Re-initialise the parameters and recover the masked-token weights from the synthetic corpus with AutoNormalGuide + ELBO + SVI. The loss is the negative ELBO under a Categorical likelihood on the masked_token site.

import torch
from quivers.dsl import load
from quivers.inference import AutoNormalGuide, ELBO, SVI

torch.manual_seed(0)
prog = load("docs/examples/source/bidirectional_rnn_lm.qvr")
model = prog.morphism

for _, p in model.named_parameters():
    p.data.copy_(torch.randn_like(p) * 0.3)
batch, seq_len, vocab = 4, 8, 256
contexts = torch.randint(0, vocab, (batch, seq_len))
targets = model.rsample(contexts)
observations = {"masked_token": targets}

torch.manual_seed(1)
for _, p in model.named_parameters():
    p.data.copy_(torch.randn_like(p) * 0.3)
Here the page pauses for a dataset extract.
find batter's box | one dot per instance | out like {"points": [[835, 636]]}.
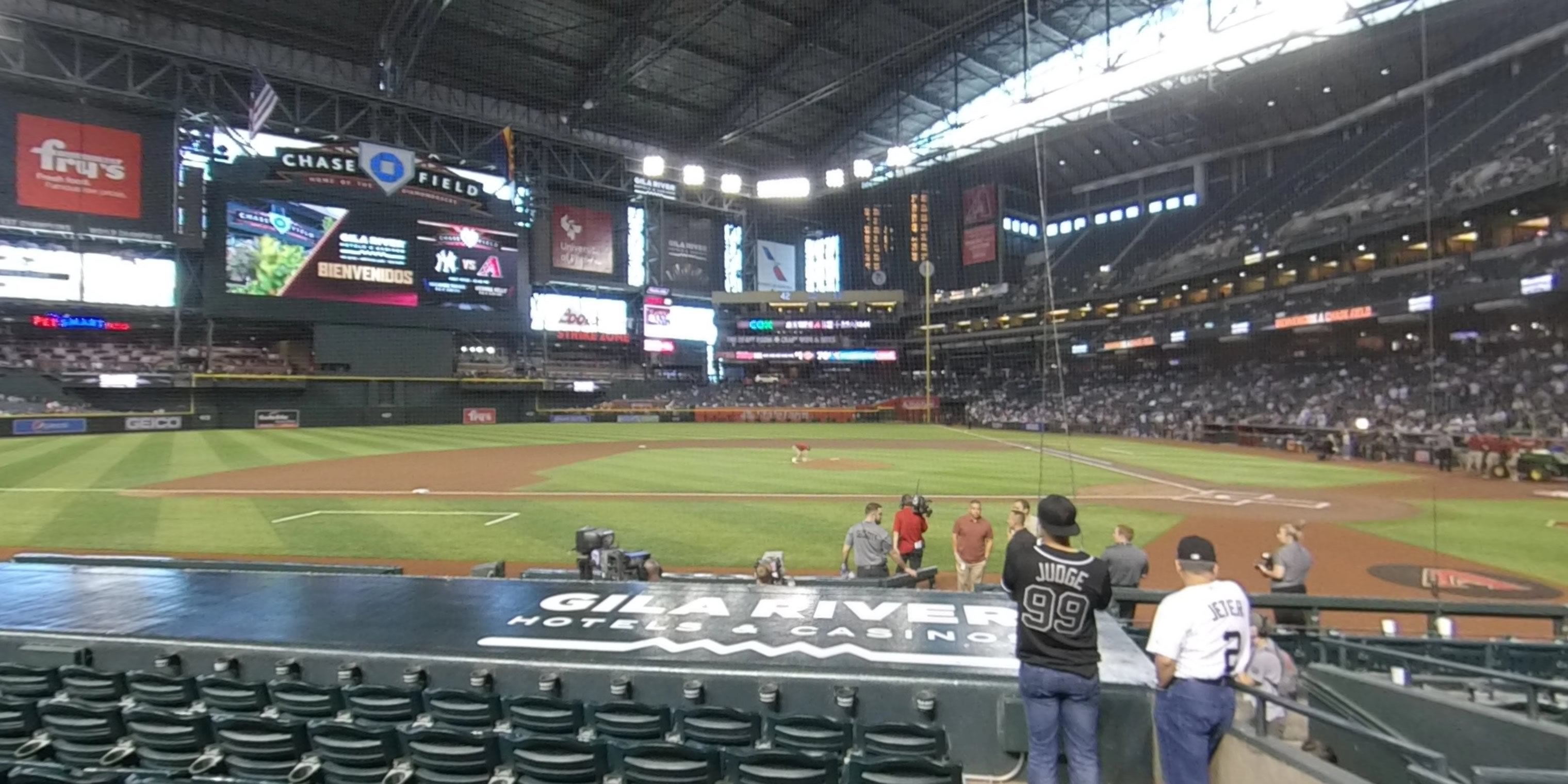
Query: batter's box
{"points": [[1250, 499]]}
guide = AutoNormalGuide(model, observed_names={"masked_token"})
optim = torch.optim.Adam(
    list(model.parameters()) + list(guide.parameters()), lr=1e-2,
)
svi = SVI(model, guide, optim, ELBO(num_particles=1))

losses = [svi.step(contexts, observations)]
for _ in range(40):
    losses.append(svi.step(contexts, observations))
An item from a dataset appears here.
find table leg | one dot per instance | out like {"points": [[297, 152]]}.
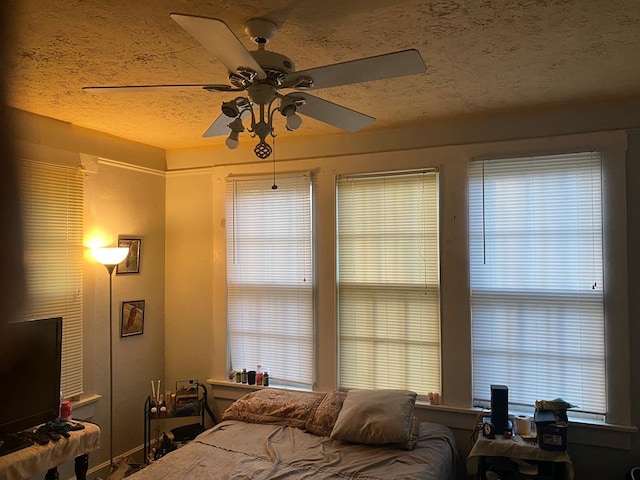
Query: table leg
{"points": [[52, 474], [81, 466]]}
print(f"initial loss: {losses[0]:.2f}")
print(f"final loss:   {losses[-1]:.2f}")

NUTS posterior¶

The forward / backward cells and the combine morphism are kernel Bayesian morphisms whose weights live as nn.Parameters inside the program. bayesian_lift_parameters lifts those parameters into Normal-prior sample sites so NUTSKernel has a continuous unconstrained state space. The likelihood scores the masked-token target via the Categorical lm_head applied to a forward sample of the merged hidden state.

import torch
from quivers.dsl import load
from quivers.inference import MCMC, NUTSKernel, bayesian_lift_parameters

torch.manual_seed(0)
prog = load("docs/examples/source/bidirectional_rnn_lm.qvr")
model = prog.morphism
for _, p in model.named_parameters():
    p.data.copy_(torch.randn_like(p) * 0.3)
batch, seq_len, vocab = 4, 8, 256
contexts = torch.randint(0, vocab, (batch, seq_len))
targets = model.rsample(contexts)
observations = {"masked_token": targets}

h_shape = tuple(model._step_h.rsample(contexts).shape)
lifted, lx, lobs = bayesian_lift_parameters(
    model, contexts, observations,
    prior_scale=1.0,
    additional_latents={"h": h_shape},
)
kernel = NUTSKernel(step_size=0.005, max_tree_depth=3, target_accept=0.8)
mc     = MCMC(kernel, num_warmup=10, num_samples=10, num_chains=1)
result = mc.run(lifted, lx, lobs)

print(f"acceptance:  {float(result.acceptance_rates.mean()):.2f}")
print(f"divergences: {int(result.divergence_counts.sum())}")

Categorical Perspective¶

The model denotes a Kleisli morphism \(\mathrm{Token} \to \mathcal{G}(\mathrm{Token})\) assembled by fan-composing two independent scan-folds and following with a merge. The fan combinator is the diagonal-pair construction \((f \times g) \circ \Delta\) in the Kleisli category that delivers a common input to both branches, landing in \(\mathrm{FwdHidden} \times \mathrm{BwdHidden}\). Because that product carries the same 128 dimensions as \(\mathrm{Combined}\), the Normal-kernel morphism combine \(: \mathrm{Combined} \to \mathcal{G}(\mathrm{Combined})\) consumes the paired streams directly and mixes them into a single object. The Categorical head closes with the masked-token likelihood as a sub-probability kernel.

References¶

Jacob Devlin, Ming-Wei Chang, Kenton Lee, and Kristina Toutanova. 2019. BERT: Pre-training of deep bidirectional transformers for language understanding. In Proceedings of the 2019 Conference of the North American Chapter of the Association for Computational Linguistics: Human Language Technologies (NAACL-HLT), pages 4171–4186. ACL.
Michèle Giry. 1982. A categorical approach to probability theory. In Bernhard Banaschewski, editor, Categorical Aspects of Topology and Analysis, volume 915 of Lecture Notes in Mathematics, pages 68–85. Springer, Berlin, Heidelberg.